Definition: A metric that represents a single numerical value that can arbitrarily go up and down.
- Best for: "What is the current state/level right now?"
- Examples: Memory usage, temperature, number of concurrent requests.
- Special Patterns:
- Metadata (
build_info): Setting a Gauge to1with labels likeversionorcommitto export process info. - Timestamps (
process_start_time_seconds): Storing a Unix timestamp to calculate uptime.
- Metadata (
Definition: Samples observations (usually durations or sizes) and counts them in configurable "buckets."
- Best for: "What is the distribution of my data?" (e.g., Latency).
- Why use it: Averages hide outliers. Histograms allow you to calculate percentiles (P95, P99).
If you have 100 web requests:
- 95 of them take 10ms (Lightning fast).
- 5 of them take 5,000ms (The app feels broken for these users).
If you look at the Average (Gauge), it says your latency is 259ms. That looks "okay," but it's a lie. It hides the fact that 5% of your users are having a terrible time.
A Histogram breaks these 100 requests into "buckets" (e.g., <100ms, <500ms, <5s). This allows you to see the outliers that an average or a single gauge value would hide.
When you define a Histogram, you define Buckets. Every time an event happens (like a function call finishing), you "observe" the duration. Prometheus then increments the counter for every bucket that the duration fits into.
The real power of a Histogram isn't just seeing the buckets; it's using the histogram_quantile function in PromQL. This allows you to ask questions like:
- "What is the P95 latency?" (The maximum time 95% of my users waited).
- "Is my latest deployment making the slow requests even slower?"
Definition: Similar to a Histogram, a Summary samples observations. While it also provides a total count and a sum of all observations, it calculates configurable quartiles over a sliding time window on the client side.
- Best for: When you need accurate percentiles but cannot perform the calculation on the Prometheus server.

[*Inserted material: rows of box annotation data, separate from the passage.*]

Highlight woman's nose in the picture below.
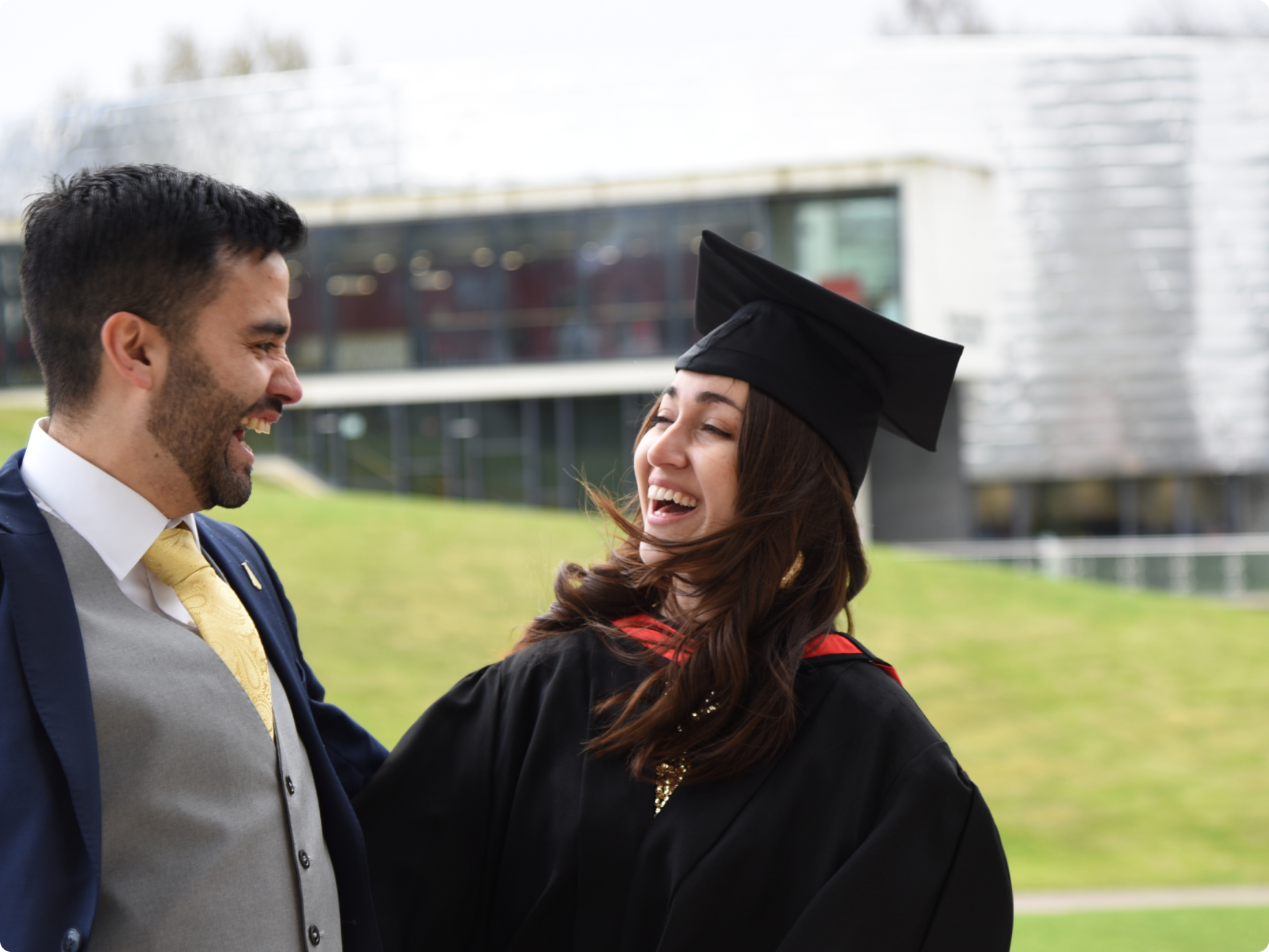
[647,423,687,469]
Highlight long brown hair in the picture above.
[515,389,868,784]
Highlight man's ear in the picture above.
[102,311,170,390]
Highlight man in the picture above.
[0,166,387,952]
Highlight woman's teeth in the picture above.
[647,485,701,509]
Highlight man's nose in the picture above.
[269,358,305,404]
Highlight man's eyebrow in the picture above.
[697,390,745,414]
[248,321,290,337]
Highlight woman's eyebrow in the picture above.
[697,390,745,414]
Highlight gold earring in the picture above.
[780,553,802,588]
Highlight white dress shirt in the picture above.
[22,417,198,631]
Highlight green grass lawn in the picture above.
[1013,909,1269,952]
[205,487,1269,889]
[0,414,1269,952]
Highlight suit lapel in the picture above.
[0,450,102,881]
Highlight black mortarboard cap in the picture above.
[674,232,964,494]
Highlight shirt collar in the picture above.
[22,417,199,579]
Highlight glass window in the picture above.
[773,193,904,322]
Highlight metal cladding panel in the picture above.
[0,37,1269,480]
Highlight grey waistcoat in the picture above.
[46,514,343,952]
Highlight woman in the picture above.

- Downside: You cannot aggregate Summaries from multiple instances (Histograms are usually preferred for distributed systems).
| Metric Type | Value Behavior | Real-world Analogy | Primary Use Case |
|---|---|---|---|
| Counter | Only increases | A car's Odometer | Total events over time |
| Gauge | Up and down | A car's Speedometer | Current snapshots/levels |
| Histogram | Cumulative buckets | Race finish times (sub 10m, sub 15m) | Latency & SLA monitoring |
| Summary | Sliding quantiles | Performance reviews | Client-side percentiles |
Histograms allow you to see "Heatmaps," which show you how your application's performance changes over time across all users, rather than just a single average line.